Tapas

Por mil y una razones, más temprano que tarde, parece de justicia que la Alpujarra sea declarada patrimonio de la Humanidad y que la Unesco, igualmente, tome en consideración histórica a Granada como ciudad de la poesía.

Pero Granada también es ciudad de la gastronomía, alabada por multirraciales paladares, autóctonos y foráneos y forma parte de esa red clientelar de los degustadores de la denominada tapa: pequeña ración o aperitivo que acompaña a una bebida.

Parece que este diminuto picoteo se puso de moda en los bares durante la Guerra Civil española por cortesía de sus propietarios, dada la escasez de alimentos. De forma que algo tiene, -según la Ley de Memoria Histórica-, de fascista o republicana. Nada es perfecto. Es que están los paladares muy sensibles. Pero sin adentrarme en el origen de este piscolabis, cuestión que dejo para los estudiosos gourmets, no hay la menor duda de que Granada ha sido y continúa siendo, pese a la vieja leyenda de «tierra del chavico», ciudad de la tapa gratis, aunque ello no sea un factor singular con respecto a otros lugares que también ofrecen la tapita sin aumentar el precio de la consumición.

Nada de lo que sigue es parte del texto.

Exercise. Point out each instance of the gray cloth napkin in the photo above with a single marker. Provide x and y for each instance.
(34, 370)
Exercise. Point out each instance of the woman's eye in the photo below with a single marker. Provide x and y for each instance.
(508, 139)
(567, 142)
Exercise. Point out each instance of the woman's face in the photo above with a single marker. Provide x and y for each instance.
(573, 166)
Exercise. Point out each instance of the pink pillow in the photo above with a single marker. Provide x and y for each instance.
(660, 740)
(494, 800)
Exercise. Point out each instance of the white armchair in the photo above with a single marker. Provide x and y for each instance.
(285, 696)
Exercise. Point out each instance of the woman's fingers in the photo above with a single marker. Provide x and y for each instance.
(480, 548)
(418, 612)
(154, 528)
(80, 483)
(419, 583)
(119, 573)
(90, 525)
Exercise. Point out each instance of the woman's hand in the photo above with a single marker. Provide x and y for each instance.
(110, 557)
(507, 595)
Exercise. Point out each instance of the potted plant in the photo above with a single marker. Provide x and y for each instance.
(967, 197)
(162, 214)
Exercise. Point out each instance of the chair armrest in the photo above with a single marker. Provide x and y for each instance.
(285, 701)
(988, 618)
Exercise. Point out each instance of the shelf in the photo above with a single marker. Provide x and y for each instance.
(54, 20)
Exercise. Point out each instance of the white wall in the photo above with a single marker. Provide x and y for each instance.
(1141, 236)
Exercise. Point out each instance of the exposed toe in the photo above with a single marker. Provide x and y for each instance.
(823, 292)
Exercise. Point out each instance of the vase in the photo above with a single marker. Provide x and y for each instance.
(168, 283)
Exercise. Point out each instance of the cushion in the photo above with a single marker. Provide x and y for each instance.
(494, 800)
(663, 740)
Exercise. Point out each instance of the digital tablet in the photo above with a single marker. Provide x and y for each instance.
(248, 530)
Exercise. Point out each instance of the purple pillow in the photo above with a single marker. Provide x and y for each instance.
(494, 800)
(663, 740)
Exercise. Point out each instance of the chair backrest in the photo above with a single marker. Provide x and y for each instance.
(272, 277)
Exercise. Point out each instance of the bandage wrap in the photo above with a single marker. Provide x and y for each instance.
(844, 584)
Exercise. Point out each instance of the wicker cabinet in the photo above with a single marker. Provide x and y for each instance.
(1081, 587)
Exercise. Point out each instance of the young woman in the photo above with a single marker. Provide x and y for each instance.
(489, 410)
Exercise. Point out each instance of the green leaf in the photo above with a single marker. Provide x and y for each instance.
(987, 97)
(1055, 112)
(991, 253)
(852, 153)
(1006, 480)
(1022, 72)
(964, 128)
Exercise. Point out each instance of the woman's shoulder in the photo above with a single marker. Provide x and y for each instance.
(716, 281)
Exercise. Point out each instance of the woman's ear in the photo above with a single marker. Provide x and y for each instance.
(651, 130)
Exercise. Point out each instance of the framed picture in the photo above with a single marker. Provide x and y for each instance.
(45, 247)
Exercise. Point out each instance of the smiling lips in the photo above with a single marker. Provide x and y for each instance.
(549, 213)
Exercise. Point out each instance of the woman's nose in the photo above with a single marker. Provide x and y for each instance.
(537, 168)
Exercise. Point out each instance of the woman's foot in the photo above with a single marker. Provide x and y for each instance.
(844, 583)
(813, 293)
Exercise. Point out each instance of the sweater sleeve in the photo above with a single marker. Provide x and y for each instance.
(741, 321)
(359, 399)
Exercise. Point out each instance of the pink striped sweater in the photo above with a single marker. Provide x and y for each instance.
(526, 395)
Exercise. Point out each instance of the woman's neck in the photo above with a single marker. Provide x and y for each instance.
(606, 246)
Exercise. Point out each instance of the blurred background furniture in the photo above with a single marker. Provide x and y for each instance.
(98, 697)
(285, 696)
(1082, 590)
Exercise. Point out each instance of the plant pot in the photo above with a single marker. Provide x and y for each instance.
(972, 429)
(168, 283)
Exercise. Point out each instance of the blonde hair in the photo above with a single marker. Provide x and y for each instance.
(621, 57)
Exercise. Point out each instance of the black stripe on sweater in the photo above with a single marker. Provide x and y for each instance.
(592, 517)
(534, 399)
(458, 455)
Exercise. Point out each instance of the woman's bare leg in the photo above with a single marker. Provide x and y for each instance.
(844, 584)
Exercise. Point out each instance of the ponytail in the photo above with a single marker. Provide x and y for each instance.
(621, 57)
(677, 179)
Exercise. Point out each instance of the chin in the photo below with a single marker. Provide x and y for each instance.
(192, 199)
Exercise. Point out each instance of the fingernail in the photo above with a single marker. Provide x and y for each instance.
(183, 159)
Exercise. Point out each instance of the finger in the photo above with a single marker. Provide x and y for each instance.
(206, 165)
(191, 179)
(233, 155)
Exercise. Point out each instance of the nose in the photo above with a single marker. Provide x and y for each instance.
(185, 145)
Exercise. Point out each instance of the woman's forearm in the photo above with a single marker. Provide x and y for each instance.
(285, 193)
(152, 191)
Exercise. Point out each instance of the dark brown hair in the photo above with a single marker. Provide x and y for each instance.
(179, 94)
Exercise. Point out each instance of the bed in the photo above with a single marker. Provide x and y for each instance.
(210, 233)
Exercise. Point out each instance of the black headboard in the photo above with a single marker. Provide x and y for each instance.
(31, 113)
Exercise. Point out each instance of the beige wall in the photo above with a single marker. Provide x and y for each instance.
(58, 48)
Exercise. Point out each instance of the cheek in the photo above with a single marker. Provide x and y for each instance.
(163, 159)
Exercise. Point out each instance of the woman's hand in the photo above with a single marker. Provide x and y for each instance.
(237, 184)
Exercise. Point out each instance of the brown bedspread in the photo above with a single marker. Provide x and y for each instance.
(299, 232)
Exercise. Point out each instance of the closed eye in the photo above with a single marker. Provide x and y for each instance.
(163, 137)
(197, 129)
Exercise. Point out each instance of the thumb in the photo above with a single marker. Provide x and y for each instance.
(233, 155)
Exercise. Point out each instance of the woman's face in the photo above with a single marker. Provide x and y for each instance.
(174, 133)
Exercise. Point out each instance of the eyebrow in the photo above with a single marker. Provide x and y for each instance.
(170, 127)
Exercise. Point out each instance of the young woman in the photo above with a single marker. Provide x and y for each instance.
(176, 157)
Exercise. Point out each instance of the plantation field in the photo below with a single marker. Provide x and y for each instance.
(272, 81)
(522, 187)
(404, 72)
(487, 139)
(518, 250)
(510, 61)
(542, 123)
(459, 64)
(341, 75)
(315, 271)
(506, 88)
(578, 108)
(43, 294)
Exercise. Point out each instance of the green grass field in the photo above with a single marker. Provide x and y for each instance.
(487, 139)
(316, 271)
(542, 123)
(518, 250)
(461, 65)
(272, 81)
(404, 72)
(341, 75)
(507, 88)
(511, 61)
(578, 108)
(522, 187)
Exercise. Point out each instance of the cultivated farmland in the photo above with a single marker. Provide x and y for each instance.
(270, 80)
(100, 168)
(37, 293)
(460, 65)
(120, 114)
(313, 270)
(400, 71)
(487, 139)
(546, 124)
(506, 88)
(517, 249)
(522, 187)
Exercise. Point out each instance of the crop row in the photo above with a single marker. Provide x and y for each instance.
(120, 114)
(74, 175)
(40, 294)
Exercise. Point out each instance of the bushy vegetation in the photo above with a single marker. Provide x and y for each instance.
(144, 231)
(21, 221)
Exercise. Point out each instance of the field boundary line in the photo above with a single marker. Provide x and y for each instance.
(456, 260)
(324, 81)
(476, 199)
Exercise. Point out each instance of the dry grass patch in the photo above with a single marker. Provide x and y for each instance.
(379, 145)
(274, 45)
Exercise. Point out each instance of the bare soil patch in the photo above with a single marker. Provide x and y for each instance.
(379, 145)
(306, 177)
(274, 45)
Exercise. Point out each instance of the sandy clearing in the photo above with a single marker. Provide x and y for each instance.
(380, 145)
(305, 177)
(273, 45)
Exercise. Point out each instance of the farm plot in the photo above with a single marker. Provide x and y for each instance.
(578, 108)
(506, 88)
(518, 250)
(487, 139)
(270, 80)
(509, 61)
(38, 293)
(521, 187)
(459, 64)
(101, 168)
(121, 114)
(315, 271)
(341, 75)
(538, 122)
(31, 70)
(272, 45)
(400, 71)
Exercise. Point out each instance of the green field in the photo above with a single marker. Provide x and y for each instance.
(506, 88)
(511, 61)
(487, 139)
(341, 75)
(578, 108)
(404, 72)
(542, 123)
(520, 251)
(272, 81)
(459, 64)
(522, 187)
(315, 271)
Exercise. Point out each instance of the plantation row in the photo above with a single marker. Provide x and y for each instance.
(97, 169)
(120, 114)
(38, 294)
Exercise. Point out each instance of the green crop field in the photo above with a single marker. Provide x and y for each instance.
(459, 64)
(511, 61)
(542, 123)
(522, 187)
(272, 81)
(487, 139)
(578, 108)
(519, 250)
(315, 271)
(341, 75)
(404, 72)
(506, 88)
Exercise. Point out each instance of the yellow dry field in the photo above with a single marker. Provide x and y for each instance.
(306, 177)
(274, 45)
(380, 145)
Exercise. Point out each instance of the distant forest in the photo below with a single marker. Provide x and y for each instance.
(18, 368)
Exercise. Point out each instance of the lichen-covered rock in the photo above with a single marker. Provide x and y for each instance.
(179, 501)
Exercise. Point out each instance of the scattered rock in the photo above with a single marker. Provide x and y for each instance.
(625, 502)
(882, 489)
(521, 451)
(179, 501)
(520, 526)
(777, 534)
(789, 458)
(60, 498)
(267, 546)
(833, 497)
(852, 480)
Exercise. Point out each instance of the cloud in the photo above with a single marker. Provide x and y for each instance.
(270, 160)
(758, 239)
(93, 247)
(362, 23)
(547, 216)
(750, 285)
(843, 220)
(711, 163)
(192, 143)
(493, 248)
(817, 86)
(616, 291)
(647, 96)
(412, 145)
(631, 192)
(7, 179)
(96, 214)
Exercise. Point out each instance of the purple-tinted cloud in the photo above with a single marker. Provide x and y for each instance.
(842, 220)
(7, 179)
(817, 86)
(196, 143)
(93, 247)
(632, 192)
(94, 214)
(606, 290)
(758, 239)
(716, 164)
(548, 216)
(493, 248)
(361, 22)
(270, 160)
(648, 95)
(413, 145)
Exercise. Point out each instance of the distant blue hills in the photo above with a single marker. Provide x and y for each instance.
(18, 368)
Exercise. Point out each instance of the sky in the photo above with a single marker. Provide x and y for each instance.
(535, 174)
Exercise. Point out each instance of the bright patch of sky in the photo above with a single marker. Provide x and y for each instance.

En la multitudinaria carrera por conseguir el título de «Ciudad de la Tapa», a la que aspiran capitales y pueblos de media España, algunos bares y tabernáculos granadinos han entrado en una dinámica confusa y me atrevería a calificar de torpe aumentando el precio de las bebidas y el tamaño de las tapas. Con lo cual se encarece y desvirtúa el sentido primario del tentempié.

En mi juventud de copeo, junto a un vermú o una cerveza, el camarero las acompañaba de una cucharita de ensaladilla rusa o un platito ovalado de olivas, aunque había quienes las alternaban con unas almendras fritas, maní, «jamón de mono», (vox populi), o altramuces «chochitos de vieja», (vox populi). La tapa más contundente, -ajos fritos-, la servía Casa Gálvez. Pero del ayer al hoy, la costumbre de la tapa ha evolucionado de manera sorprendente. Porque algunas tapas, por su abundancia, han llegado a sustituir a una buena comida en detrimento, claro está, de los restauradores. Y ése no es el concepto del corto refrigerio que debe ser como el prólogo a un apetitoso condumio a mesa y mantel, con cuchara y tenedor. Es lo que Ferrán Adriá, gran defensor especialmente de la tapa andaluza, propuso como entrantes en sus restaurantes.

Sin volver a los ajos de Gálvez, ni a los «chochitos», sería tal vez recomendable por quienes confunden cantidad con calidad ajustar de manera minimalista, pero exquisita, el acompañamiento gastronómico del bebercio.

No se puede saciar al cliente de primeras, hay que ir abriéndole el apetito poco a poco. Y eso hay que hacerlo con las mejores viandas de la tierra, con exigencia en la materia prima y con precios razonables que no quiero hacer comparaciones.